CT-e e MDF-e são a mesma coisa?

Não. O CT-e documenta a prestação do serviço de transporte de uma carga. O MDF-e (Manifesto Eletrônico de Documentos Fiscais) agrupa vários documentos de um mesmo carregamento. São documentos complementares.

Um CT-e pode ser cancelado?

Sim, dentro do prazo legal e desde que a prestação do serviço de transporte não tenha começado. O cancelamento é um dos eventos e precisa ser acompanhado por quem vai pagar o frete, porque muda o status do documento.
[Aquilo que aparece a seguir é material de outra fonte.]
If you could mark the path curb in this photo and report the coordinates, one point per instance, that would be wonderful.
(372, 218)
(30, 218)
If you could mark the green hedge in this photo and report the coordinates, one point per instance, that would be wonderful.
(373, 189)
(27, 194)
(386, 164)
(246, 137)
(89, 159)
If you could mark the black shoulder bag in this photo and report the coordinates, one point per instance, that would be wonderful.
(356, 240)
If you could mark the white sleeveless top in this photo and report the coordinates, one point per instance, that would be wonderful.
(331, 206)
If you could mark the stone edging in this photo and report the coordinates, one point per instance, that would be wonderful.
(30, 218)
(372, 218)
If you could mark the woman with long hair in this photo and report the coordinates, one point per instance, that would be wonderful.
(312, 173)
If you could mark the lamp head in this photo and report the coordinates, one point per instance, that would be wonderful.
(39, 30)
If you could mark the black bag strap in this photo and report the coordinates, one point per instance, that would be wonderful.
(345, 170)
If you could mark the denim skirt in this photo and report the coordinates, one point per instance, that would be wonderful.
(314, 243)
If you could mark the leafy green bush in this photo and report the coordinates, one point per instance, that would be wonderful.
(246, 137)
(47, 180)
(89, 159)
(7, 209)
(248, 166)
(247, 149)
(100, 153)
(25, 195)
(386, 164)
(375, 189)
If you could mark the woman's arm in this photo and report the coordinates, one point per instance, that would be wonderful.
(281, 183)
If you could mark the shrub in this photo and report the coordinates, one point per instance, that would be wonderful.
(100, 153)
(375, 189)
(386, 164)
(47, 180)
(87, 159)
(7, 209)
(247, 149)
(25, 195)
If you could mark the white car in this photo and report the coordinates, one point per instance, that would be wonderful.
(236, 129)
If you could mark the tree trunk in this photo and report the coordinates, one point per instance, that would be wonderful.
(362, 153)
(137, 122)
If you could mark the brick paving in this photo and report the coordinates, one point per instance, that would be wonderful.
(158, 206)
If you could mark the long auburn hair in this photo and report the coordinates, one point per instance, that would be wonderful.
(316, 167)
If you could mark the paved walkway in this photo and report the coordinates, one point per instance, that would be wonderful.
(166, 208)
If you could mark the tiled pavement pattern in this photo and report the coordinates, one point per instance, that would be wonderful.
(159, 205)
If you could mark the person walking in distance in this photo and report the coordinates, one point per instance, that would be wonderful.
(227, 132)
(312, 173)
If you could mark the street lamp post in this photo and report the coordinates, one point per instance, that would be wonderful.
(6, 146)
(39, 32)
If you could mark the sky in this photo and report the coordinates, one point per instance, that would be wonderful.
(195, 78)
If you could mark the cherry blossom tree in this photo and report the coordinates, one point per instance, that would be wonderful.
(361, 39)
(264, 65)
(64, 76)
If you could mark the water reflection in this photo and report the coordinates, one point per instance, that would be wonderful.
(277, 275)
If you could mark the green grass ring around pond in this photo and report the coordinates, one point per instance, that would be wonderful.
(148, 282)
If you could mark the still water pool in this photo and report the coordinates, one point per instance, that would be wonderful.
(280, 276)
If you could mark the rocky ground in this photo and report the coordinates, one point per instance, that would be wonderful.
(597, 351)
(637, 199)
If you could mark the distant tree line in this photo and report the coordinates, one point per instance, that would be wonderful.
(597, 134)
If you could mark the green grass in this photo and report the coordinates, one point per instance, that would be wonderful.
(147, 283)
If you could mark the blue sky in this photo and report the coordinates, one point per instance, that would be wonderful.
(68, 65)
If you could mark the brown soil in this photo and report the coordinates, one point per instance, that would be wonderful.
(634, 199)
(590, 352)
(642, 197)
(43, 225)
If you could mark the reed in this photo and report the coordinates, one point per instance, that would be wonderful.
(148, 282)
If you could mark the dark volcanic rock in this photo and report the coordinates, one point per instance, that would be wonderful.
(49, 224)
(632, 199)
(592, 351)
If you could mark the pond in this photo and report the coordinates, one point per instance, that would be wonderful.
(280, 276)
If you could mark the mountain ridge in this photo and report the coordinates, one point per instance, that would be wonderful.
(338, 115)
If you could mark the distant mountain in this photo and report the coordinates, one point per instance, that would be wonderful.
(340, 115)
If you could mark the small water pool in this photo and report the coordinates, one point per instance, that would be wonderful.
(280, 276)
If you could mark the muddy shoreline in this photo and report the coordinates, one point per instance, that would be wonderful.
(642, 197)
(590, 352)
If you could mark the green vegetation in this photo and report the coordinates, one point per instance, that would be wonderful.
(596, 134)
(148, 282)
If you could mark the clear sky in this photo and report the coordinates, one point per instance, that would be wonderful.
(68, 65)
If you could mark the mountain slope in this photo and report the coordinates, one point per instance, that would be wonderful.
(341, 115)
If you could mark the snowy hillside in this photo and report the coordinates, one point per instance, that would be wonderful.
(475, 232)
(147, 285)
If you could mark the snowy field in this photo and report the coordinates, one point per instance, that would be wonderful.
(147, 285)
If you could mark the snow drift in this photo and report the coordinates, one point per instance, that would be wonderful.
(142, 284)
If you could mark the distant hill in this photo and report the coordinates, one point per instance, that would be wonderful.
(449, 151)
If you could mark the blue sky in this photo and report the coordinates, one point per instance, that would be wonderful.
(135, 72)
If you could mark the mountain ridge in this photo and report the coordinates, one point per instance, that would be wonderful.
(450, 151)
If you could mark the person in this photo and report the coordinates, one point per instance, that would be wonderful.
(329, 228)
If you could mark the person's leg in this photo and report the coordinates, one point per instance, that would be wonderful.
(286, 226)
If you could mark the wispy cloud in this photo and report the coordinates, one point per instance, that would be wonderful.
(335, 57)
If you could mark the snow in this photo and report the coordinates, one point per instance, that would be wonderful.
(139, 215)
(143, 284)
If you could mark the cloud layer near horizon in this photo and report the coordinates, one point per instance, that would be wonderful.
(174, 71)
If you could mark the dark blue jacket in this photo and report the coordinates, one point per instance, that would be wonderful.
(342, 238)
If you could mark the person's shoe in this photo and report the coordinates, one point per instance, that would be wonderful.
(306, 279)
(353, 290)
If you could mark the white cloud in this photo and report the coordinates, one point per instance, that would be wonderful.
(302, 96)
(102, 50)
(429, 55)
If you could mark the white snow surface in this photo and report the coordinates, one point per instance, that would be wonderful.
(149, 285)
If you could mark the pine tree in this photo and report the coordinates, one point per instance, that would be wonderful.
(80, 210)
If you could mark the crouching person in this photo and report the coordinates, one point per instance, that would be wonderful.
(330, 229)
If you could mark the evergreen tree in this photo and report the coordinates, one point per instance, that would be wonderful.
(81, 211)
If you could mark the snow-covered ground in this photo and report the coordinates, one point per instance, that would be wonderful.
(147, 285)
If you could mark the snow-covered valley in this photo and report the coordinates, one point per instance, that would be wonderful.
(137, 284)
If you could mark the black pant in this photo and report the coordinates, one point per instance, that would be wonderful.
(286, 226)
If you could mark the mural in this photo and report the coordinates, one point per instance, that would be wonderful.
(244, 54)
Por quanto tempo a empresa precisa guardar o XML?

O arquivo deve ser guardado pelo prazo decadencial, em regra cinco anos. A perda do XML expõe a empresa a multas e dificulta a comprovação do crédito.

O CT-e pode virar uma duplicata escritural?

Pode. O conhecimento de transporte está entre os documentos que podem ser vinculados a uma duplicata escritural, embora isso não seja obrigatório.